Las chicas antárticas de Gemma Mengual se han divertido de lo lindo con nosotros, posando coquetas para las cámaras. Las ballenas, que tienen millares de billones de neuronas y sinapsis, se han acercado al barco en son de paz, de fiesta. Botamos una zodiac con seis expedicionarios y un hermoso ejemplar de ballena —de unos ocho metros, dorso gris perla y barriga pecosa—, anduvo media hora tras el motorcito de la embarcación, siguiendo su estela tan cerca que podríamos acariciar el lomo desde la lancha.
Ni un gesto de miedo o agresivo, ningún ademán de irse: la ballena se divirtió un buen rato jugando con la zodiac, siguiéndonos por toda la bahía.

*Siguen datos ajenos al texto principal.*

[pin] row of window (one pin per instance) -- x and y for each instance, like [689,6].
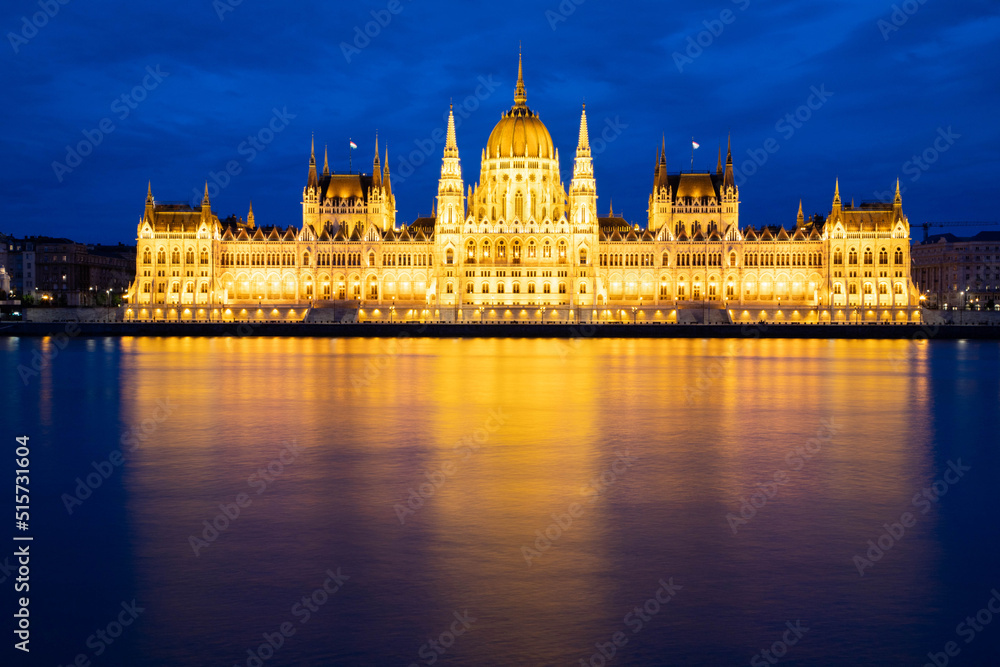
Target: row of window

Otras pasaban bajo la proa del Hespérides y salían al otro costado haciendo acrobacias, a saludar a la afición, cargada de cámaras y móviles.
Ha sido tan fuerte que no lo pude soportar; me he desmayado. He sufrido una conmoción emocional. Me han tenido que reanimar frotándome trozos de hielo. A lo lejos, el sol derrite una ladera y oímos la nieve rodar, y el estruendo de glaciares que crujen. Salvo este trueno, y los surtidores y el canto de las ballenas [«antes de amar, cantan», escribe Sender], el resto es paz y silencio. Estoy cegado por la belleza. Herido por la luz, el viento y el agua. Dimito.